Predict: The Next Generation Console Tech

Status
Not open for further replies.
It's because mm^2 is a significant factor in the manufacturing cost.

Acer93 was using it as some kind of.... performance measurement ( ? ) though.
I like number of transistors a lot more, for that kind of comparison (still doesn't really relate to performance that much, if at all).

edit: maybe someone has a list of "fps per mm2", or "transistor per fps" for a number of GPU's, then you would see how much sense that makes (or doesn't make) when comparing architectures.
 
Yes I got that I'm just playing with the fact that they said that the final specs would be 10X the PS3.


Cell is 204 GFLOPS in the PS3 using the 6 SPEs & RSX is 400 GFLOPS. ( well that's what Wikipedia said)

If the final specs 10X PS3 part is to be believed then that would mean that the CPU would have to be around 2 TFLOPS which is about the same specs as the APU with the 1.8 TFLOPS GPU.

& 10X the RSX 400 GFLOPS is 4 TFLOPS which is about the same as the Radeon HD 7970 3.79 TFLOPS.


I know all this is crazy but that's what 10X PS3 is in my book, maybe the person who wrote 10X PS3 has a different way of calculating 10X PS3?

Edit: does anyone have the real RSX specs? 400 GFLOPS seem to be fake.

I don't see it as straight up raw power. Someone earlier talking about MS' multiplier and what it possibly meant I believe and I see it similar for PS4 as well in that this "10x" includes efficiency of modern hardware along with raw power to achieve that target.
 
Back when the targets specs of the PS4 were leaked, people thought it was going to have an APU + discrete GPU. That would have been nice for the PS4. For if it is only going to have the APU, with a mid-range GPU and 2 Gb of fast RAM, then the specs appear to be quite weak IMO (without know much about hard). Maybe the only hope is what lherre said about the specs still open to be changed. But if what sweetavatar said at neogaf was true, and Sony has changed steamroller cores for jaguar ones, this would mean they are targeting a mid-low range APU.

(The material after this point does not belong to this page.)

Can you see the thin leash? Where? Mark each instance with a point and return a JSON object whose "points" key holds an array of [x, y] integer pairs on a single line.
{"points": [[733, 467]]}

I hope at least one system offers an interesting performance. Last months we´ve been reading interesting things about the 720 (something that has not happened with the PS4), I hope MS comes with a good hardware at least.
 
RSX is 400 GFLOPS ( well that's what Wikipedia said)
That wikipedia number is misleading because it seems to be calculated in a weird way.

As far as my own math goes, RSX is a ~250 GFLOPS chip [24*2*4 way Pixel ALUs + 8*5 way Vertex ALUs)@550Mhz].

Also, consider that XENOS is rated @ 240GFLOPs [48*5 way unified ALUs @500Mhz] - and is generally considered faster than RSX.

Curiously enough, Pitcairn XT offers ~ 2.500 GFLOPs. So that should basically be the target spec (although, as I mentioned earlier, Pitcairn@1Ghz is way too power hungry to make its way into a console). An optimized and underclocked Oland-derivative should probably be capable of reaching those target numbers within a reasonable power budget, though.

They'd roughly need 24CUs running @800Mhz to end up with the target of 2.500 GFLOPs.
 
I notice quite a lot of "mm2" or transistor numbers throwing around. Why is that?
"more is better"

It is popular belief that the RSX pales in comparison to the Xenos.
But the transistor numbers and the "mm2"-s are in favor of the RSX.
Xenos and RSX work in fundamentally different ways, giving Xenos a significant efficiency advantage. All things being equal, two GPUs built around the same sort of design will ahve their performance defined by number of transistors (summarised with mm^2 at the same manufacturing process) and clock. Where the compared GPUs different in design, it's impossible to gauge performance counting mm^2, transisitors, FLOPs, or anything else, other than to have them broadly identify performance brackets they come under.
 
Cell is 204 GFLOPS in the PS3 using the 6 SPEs & RSX is 400 GFLOPS. ( well that's what Wikipedia said)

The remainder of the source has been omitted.